If c > a+b, you need to figure in the additional constraint z>c. In this region {x>a, y>b, z>c given c > a+b}, Prob(x>a, y>b, z>c) is given by the double-integral of the joint pdf of X and Y, f(x,y) = f(x)f(y), first w/r/t x, from x = max(a, c - y) to infinity, then w/r/t y, from y = b to infinity.

 

[blue_raver22]

I can provide some insights on how to approach this problem. First, it's important to understand the concept of joint probability. Joint probability is the likelihood of two or more events occurring simultaneously. In this case, we are interested in finding the joint probability of X being greater than a, Y being greater than b, and Z being greater than c.

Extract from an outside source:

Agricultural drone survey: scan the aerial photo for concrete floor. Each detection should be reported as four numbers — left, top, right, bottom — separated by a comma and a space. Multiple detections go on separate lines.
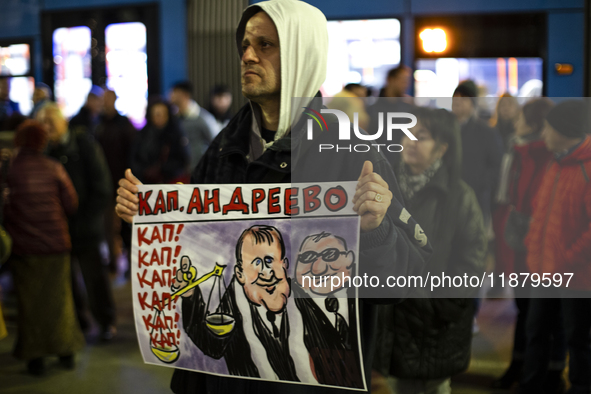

To find this joint probability, we need to use the concept of conditional probability. Conditional probability is the probability of an event occurring given that another event has already occurred. In this case, we can find the joint probability by first finding the conditional probability of Z being greater than c given that X is greater than a and Y is greater than b. This can be written as P(Z>c|X>a and Y>b).

To find this conditional probability, we can use the joint probability density function of X and Y. Since X and Y are independent standard normal random variables, their joint probability density function is given by f(x,y) = (1/2π)e^(-(x^2+y^2)/2). Using this function, we can find the conditional probability as follows:

P(Z>c|X>a and Y>b) = ∫∫f(x,y)dxdy where the limits of integration are from a to infinity for x and b to infinity for y.

Once we have the conditional probability, we can use the definition of joint probability to find the joint probability P(X>a and Y>b and Z>c). This can be written as P(X>a and Y>b and Z>c) = P(Z>c|X>a and Y>b) * P(X>a and Y>b). Since X and Y are independent, we can multiply their individual probabilities to find the joint probability.

Therefore, the joint probability of P(X>a and Y>b and Z>c) can be found by using the conditional probability and the joint probability of X and Y. This approach can be used for any correlated random variables, not just for the sum of normal random variables.